Alcohol-related deaths were due to alcohol poisoning or trauma, such as road traffic accidents, drowning, falls and choking, where alcohol was identified as ‘a causal contributor to death'.

Deaths due to chronic alcohol-related medical conditions and suicide were not included in the research.

The researchers looked at 100 reports of 43 alcohol-related deaths that were reported in local and national newspapers. None of the articles reported that the deceased person was drunk and just two articles - which were about the same person - clearly reported that the dead person had been drinking for a prolonged period of time before their death.

Overall, two in three articles failed to mention the use of alcohol at all. In the remaining articles, the use of alcohol was suggested, however in most of these reports, this was just to indicate that the person had been ‘socialising' before their death.

"In most newspaper reports into these alcohol-related deaths, there was absolutely no suggestion of any alcohol use. Where drinking was hinted at, this was via use of vague and ambiguous euphemisms such as 'socialising' in most cases," noted the study's co-author, Dr John Fagan, of Temple Street Children's Hospital.

He pointed out that the biggest category of deaths related to alcohol poisoning, with around 130 such deaths every year.

"These deaths were the least likely to be reported in newspapers. Surprisingly, where alcohol poisoning deaths were reported, alcohol use was less likely to be mentioned or suggested when compared to the articles on deaths due to falls, fires, drowning and road traffic collisions," he said.

Dr Fagan noted that while journalists were ‘generally unwilling' to speculate on the role alcohol played in the deaths they were reporting on, they were willing to speculate on ‘other factors as possible contributors to the deaths, such as road conditions, or walls around rivers'.

The researchers suggested a number of reasons for this, including journalists' desires to protect the reputation of the deceased and their family, and the editorial policy of the newspapers they were working for.

However, according to Dr Bobby Smyth, a clinical senior lecturer in addiction studies in Trinity College Dublin, whatever the reason, ‘journalists in Irish newspapers are not reporting on the fact of alcohol use by people prior to their deaths'.

"If a person drowns after being washed into sea by a freak wave while walking along a pier at 2pm, then that is an entirely unpredictable tragedy. If a person drowns after going for a swim on a dangerous beach at 1am, having spent the previous five hours downing a large quantity of alcohol, that type of death is qualitatively different.

"Our study indicates that both such deaths are likely to be presented to the public as tragic accidents, with alcohol almost completely airbrushed out of the reporting of the second death," Dr Smyth insisted.

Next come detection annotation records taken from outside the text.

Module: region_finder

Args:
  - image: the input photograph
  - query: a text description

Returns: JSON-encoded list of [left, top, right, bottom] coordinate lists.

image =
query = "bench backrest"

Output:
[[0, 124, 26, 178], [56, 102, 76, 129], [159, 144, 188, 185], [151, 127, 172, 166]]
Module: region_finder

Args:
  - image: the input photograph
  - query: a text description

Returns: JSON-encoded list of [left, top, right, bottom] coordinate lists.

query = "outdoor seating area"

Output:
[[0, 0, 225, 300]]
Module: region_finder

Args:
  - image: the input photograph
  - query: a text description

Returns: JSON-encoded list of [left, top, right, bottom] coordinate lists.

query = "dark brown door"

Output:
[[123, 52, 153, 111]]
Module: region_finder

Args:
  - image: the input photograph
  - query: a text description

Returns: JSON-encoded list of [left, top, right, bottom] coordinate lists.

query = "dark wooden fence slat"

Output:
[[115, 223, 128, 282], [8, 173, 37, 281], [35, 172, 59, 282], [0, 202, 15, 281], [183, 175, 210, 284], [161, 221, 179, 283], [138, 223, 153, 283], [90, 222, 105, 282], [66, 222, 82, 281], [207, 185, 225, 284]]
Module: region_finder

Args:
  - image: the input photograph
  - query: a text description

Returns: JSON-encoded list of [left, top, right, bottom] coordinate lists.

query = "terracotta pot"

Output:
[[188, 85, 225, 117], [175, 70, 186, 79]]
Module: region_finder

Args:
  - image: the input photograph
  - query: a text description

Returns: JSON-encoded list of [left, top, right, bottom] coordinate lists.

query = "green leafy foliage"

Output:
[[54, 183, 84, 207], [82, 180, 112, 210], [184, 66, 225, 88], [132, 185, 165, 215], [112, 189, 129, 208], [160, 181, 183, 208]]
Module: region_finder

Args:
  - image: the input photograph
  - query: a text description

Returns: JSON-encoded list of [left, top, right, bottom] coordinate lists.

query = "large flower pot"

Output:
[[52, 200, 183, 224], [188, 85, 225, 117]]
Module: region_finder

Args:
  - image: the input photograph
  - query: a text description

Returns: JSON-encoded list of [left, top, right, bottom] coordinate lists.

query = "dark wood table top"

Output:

He called on journalists to ‘seek information about alcohol consumption' and if drinking was a factor, ‘to report it clearly' and not use language such as socialising.

"This would allow the public to make more informed decisions regarding their own drinking behaviour and also regarding their support for strategies to reduce alcohol-related harm. Better and more accurate information may avert future deaths in similar circumstances," Dr Smyth added.

The World Health Organization estimates that at least 2.5 million die prematurely every year as a result of alcohol consumption. Irish research suggests that alcohol plays a role in as many as 60% of unintended deaths caused by road traffic accidents, fires, falls and drowning.

The study by Dr Fagan, Dr Smyth and Dr Suzi Lyons of the Health Research Board is published in the journal, Alcohol & Alcoholism.